Per the likes of Ta-Nehisi Coates, and Nikole Hannah-Jones of “The 1619 Project”, core exemplars of the modern progressive Left, in the academy and otherwise, America’s founding values—in fact, America’s very raison d’etre—are, and remain, class oppression, capitalist destructiveness, and white supremacy. That calls for revolutionary denunciation of a misbegotten travesty, not a good faith community effort at improvement as needed.

Maybe “progressive” is the wrong word after all.

Up Close: Road to the White House said...

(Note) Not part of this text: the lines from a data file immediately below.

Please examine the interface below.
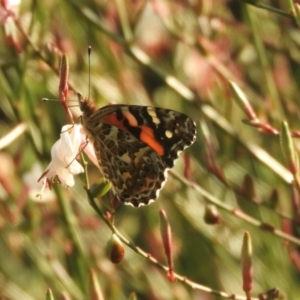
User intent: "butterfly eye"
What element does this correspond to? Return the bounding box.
[136,179,144,187]
[126,178,134,189]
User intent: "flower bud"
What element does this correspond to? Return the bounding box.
[107,234,125,264]
[203,204,220,225]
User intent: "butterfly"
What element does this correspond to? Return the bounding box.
[78,94,196,207]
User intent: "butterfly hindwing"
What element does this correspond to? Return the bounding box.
[80,100,196,206]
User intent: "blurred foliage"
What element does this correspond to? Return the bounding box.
[0,0,300,300]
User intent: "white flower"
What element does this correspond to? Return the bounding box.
[38,124,86,197]
[23,163,55,202]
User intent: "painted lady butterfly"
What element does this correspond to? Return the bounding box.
[78,94,196,207]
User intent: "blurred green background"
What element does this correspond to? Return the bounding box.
[0,0,300,300]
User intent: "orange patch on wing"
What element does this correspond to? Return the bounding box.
[139,126,165,156]
[103,113,127,131]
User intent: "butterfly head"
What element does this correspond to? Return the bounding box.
[77,93,93,113]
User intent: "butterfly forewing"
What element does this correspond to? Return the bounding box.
[80,100,196,206]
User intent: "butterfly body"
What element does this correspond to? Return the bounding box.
[79,98,196,207]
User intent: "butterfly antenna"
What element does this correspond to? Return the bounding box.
[88,46,92,99]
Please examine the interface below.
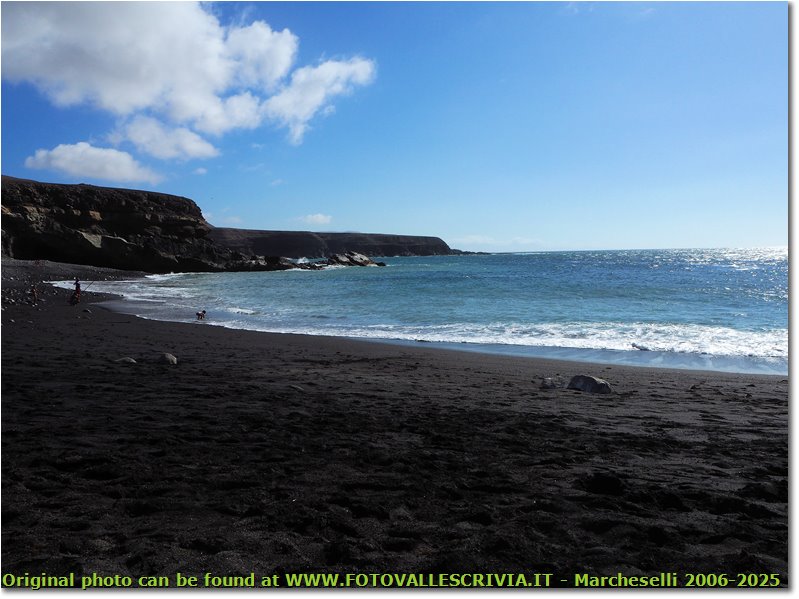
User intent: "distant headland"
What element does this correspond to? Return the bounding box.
[2,175,466,273]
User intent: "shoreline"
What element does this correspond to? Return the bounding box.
[2,262,788,584]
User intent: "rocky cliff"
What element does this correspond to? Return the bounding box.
[2,176,454,272]
[208,228,453,258]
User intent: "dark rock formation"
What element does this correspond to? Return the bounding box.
[566,374,613,393]
[2,176,455,272]
[2,176,231,272]
[208,228,456,258]
[327,252,385,266]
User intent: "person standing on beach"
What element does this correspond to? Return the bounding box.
[69,277,80,306]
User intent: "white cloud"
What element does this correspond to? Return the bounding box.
[25,141,163,184]
[450,234,546,250]
[0,2,376,173]
[227,21,299,89]
[297,213,333,225]
[125,116,219,159]
[264,58,376,144]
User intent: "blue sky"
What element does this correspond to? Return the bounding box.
[2,2,788,251]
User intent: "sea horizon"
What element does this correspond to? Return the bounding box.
[53,246,788,375]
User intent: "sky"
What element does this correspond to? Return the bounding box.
[0,2,789,251]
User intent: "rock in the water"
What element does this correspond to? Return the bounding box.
[158,354,178,364]
[114,356,138,364]
[567,374,613,393]
[538,376,563,389]
[327,252,385,266]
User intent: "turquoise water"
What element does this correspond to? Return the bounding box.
[61,248,788,374]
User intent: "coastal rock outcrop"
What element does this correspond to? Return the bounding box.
[208,228,456,258]
[327,252,385,266]
[2,176,231,272]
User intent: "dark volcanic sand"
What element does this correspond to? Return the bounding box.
[2,261,788,583]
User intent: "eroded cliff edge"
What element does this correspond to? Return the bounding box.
[2,175,459,272]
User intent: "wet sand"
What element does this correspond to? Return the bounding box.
[2,260,788,586]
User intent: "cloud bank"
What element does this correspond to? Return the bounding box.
[298,213,333,225]
[2,2,376,182]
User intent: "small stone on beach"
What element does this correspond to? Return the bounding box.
[567,374,613,393]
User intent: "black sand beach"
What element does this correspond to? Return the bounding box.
[2,260,788,587]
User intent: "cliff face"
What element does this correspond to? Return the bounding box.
[2,176,230,272]
[2,176,454,272]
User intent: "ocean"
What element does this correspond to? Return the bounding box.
[60,248,788,375]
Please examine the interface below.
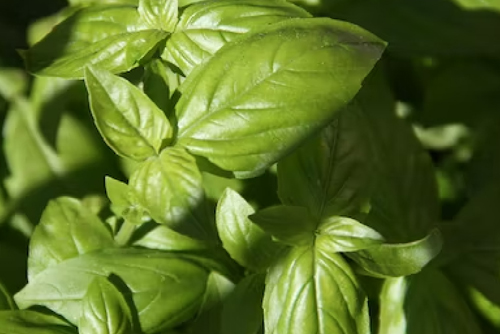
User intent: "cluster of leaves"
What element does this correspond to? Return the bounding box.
[0,0,500,334]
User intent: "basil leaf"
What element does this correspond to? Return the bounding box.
[353,72,439,243]
[162,0,310,76]
[263,247,370,334]
[0,282,16,310]
[14,248,208,334]
[378,269,482,334]
[346,230,442,277]
[78,276,133,334]
[134,223,208,251]
[249,205,317,246]
[0,310,77,334]
[137,0,179,32]
[129,147,211,240]
[221,274,265,334]
[278,105,373,218]
[216,188,281,271]
[143,59,176,117]
[176,19,384,177]
[28,197,115,281]
[23,5,167,79]
[316,216,384,253]
[85,67,172,160]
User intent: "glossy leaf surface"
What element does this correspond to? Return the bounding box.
[278,105,373,219]
[348,230,442,277]
[263,247,370,334]
[216,188,280,271]
[85,67,172,160]
[166,0,310,75]
[28,197,115,281]
[15,249,208,333]
[129,147,211,239]
[137,0,179,32]
[176,19,385,177]
[23,5,167,78]
[78,276,133,334]
[0,310,77,334]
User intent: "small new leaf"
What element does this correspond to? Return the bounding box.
[129,147,208,239]
[28,197,115,281]
[216,188,281,271]
[346,230,442,277]
[85,67,172,160]
[249,205,317,246]
[316,216,384,253]
[78,276,134,334]
[137,0,179,32]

To LD. I consider Ta-Nehisi Coates, and Nikole Hannah-Jones of “The 1619 Project”, to be a straw man argument. It would be roughly equal for Democrats to consider Matt Gaetz or John Eastman to be representative of Trump. There would be some truth in it, but it would be unfair. Attack one's opponent's strongest argument and messenger, not its weakest. Pete Buttigieg, Josh Shapiro, Gretchen Whitmer, and Gavin Newsom are not out promoting the 1619 Project. I feel that people who cite them are revealing the weakness of their own argument because they needed to cite straw men.

Low Dudgeon said...

Coates and Hannah-Jones reflect the academy, so teachers too, and most Democratic politicians (in public) and media/journalism types, on domestic politics as well as foreign (Israel, in particular). If (if) Buttigieg et al don’t actively promote ‘1619”, neither would they be caught dead disavowing it. It’s assigned and taught in public schools nationwide. It’s orthodoxy, like George Floyd and, until it beclowned itself, BLM. “Bad America” is, unfortunately, no straw man. It’s de rigeur for much of the modern Left, still driven by fundamental hostility to capitalism and the Judeo-Christian tradition.

(BTW, I would posit Gaetz as representative of Trump!)

Mike said...

That is a seriously warped and twisted interpretation of the 1619 Project. Even the Cato Institute, which can hardly be accused of being "progressive," offers a far more rational view: https://www.cato.org/blog/1619-project-confronting-legacies-american-slavery

Low Dudgeon said...

The Cato Institute’s much longer and more detailed—and also, er, “warped”—summary came a year later—“The 1619 Project, An Autopsy”. It includes a refutation of Coates.

Mike said...

What Nicole Hannah-Jones has said is: "Our Founding Ideals of Liberty and Equality Were False When They Were Written. Black Americans Fought to Make Them True."

I realize that isn't what we were taught in grade school, but that doesn't make it incorrect.

Low Dudgeon said...

No issue with her statement you’ve quoted. Her claim that the American Revolutionary War was fought to preserve the slave trade, on the other hand? Incendiary crapola, including per left-leaning historians.